Starting SQL: I Don't Care How Many Rows Are In Your Table Variable, They Can Still Hurt Performance

Well, well, well

So you’re that odd soul who has been listening to rumors about table variables. Perhaps things about them only being in memory, or that they’re okay to use if you only put less than some arbitrary number of rows in them.

Those things are both wrong. But of course, my favorite rumor is the one about arbitrary numbers of rows being safe.

Ouch!

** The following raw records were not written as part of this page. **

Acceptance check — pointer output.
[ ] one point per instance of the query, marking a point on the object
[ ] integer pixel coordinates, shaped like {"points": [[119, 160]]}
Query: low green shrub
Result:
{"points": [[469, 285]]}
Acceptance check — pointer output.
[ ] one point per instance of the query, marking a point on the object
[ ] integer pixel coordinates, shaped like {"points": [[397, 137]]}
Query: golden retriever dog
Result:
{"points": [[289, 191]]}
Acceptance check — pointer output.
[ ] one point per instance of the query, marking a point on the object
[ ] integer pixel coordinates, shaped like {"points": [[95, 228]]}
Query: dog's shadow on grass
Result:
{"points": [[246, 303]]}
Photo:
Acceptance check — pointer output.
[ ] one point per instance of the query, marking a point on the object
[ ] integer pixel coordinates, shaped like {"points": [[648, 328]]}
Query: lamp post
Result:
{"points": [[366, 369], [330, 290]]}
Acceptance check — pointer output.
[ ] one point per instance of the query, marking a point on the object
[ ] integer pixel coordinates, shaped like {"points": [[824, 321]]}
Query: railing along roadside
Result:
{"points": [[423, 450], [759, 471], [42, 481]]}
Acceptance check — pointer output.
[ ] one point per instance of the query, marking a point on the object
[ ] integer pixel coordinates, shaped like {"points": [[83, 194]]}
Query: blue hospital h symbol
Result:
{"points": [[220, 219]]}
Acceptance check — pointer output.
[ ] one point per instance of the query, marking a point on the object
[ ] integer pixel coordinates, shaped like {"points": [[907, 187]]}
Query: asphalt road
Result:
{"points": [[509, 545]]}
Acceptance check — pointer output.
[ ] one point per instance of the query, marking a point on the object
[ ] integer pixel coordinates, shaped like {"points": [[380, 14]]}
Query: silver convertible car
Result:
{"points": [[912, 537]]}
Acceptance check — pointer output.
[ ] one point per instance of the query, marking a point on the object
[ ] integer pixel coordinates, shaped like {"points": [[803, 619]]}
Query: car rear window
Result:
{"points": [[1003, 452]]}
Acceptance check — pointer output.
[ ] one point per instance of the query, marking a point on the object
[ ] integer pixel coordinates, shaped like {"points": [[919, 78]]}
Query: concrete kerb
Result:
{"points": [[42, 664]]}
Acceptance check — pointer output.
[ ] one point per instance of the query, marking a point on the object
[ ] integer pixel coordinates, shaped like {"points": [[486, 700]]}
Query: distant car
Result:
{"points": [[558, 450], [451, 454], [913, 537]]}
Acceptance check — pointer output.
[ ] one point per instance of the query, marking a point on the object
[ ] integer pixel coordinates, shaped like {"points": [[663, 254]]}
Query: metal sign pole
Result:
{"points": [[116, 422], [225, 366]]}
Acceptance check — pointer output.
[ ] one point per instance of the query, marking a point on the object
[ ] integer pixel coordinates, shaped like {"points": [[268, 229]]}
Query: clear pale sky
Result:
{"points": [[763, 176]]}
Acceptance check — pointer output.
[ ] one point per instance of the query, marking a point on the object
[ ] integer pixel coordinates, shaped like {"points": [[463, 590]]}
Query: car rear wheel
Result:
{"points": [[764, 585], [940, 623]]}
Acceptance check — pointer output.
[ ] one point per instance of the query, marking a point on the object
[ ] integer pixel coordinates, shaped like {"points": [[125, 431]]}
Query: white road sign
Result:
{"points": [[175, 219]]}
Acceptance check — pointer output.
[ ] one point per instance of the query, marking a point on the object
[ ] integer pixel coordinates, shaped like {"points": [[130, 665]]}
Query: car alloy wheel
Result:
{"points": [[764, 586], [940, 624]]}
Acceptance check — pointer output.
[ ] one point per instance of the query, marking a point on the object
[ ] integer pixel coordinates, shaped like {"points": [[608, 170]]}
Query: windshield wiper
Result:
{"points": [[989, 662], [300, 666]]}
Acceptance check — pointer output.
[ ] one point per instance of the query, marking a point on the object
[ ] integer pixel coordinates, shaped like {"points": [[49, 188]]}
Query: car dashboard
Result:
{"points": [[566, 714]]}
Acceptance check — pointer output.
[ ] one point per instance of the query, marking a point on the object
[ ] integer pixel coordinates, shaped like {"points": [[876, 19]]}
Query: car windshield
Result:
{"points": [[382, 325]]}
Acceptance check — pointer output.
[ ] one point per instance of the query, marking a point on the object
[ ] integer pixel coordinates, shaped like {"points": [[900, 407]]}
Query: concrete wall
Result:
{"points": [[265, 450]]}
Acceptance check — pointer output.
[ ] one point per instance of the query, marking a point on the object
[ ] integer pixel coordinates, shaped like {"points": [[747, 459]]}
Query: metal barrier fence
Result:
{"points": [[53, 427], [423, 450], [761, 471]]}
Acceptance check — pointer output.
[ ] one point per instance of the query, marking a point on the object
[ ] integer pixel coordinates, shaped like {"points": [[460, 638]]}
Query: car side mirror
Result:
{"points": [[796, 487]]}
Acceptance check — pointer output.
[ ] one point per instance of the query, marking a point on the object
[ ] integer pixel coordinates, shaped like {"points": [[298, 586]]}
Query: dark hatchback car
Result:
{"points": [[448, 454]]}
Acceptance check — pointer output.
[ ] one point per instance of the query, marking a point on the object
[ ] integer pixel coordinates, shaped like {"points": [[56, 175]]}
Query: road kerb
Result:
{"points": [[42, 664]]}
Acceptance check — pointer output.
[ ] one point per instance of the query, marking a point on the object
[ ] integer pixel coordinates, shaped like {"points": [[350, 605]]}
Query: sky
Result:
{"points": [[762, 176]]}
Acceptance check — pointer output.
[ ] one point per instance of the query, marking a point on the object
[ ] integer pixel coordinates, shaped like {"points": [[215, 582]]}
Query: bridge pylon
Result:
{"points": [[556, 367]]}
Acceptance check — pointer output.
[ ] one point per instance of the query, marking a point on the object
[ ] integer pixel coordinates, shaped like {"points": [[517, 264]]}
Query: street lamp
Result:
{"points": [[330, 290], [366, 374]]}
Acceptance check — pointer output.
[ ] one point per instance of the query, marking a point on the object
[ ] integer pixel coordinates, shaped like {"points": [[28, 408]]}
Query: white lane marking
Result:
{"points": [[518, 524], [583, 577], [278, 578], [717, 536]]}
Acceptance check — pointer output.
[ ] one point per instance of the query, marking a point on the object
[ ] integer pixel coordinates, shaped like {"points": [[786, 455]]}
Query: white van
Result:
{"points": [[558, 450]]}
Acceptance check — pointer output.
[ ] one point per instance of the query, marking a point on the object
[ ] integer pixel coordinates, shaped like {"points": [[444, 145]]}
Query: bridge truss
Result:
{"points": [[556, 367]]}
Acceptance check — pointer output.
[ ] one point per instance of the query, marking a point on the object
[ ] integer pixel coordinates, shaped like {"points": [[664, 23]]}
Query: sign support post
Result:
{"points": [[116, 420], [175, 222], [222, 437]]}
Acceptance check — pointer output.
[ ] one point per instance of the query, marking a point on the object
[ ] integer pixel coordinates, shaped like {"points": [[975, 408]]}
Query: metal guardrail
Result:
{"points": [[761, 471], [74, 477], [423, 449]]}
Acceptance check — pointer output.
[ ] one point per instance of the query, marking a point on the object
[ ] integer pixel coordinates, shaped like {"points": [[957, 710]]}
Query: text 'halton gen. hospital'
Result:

What a terrible performance

Let’s do everything in our power to help SQL Server make a good guess.

We’ll create a couple indexes:

CREATE INDEX free_food ON dbo.Posts(OwnerUserId);
CREATE INDEX sea_food ON dbo.Comments(UserId);

Those stats’ll be so fresh you could make tartare with them.

We’ll create our table variable with a primary key on it, which will also be the clustered index.

DECLARE @t TABLE( id INT PRIMARY KEY );
INSERT @t ( id )
VALUES(22656);

And finally, we’ll run the select query with a recompile hint. Recompile fixes everything, yeah?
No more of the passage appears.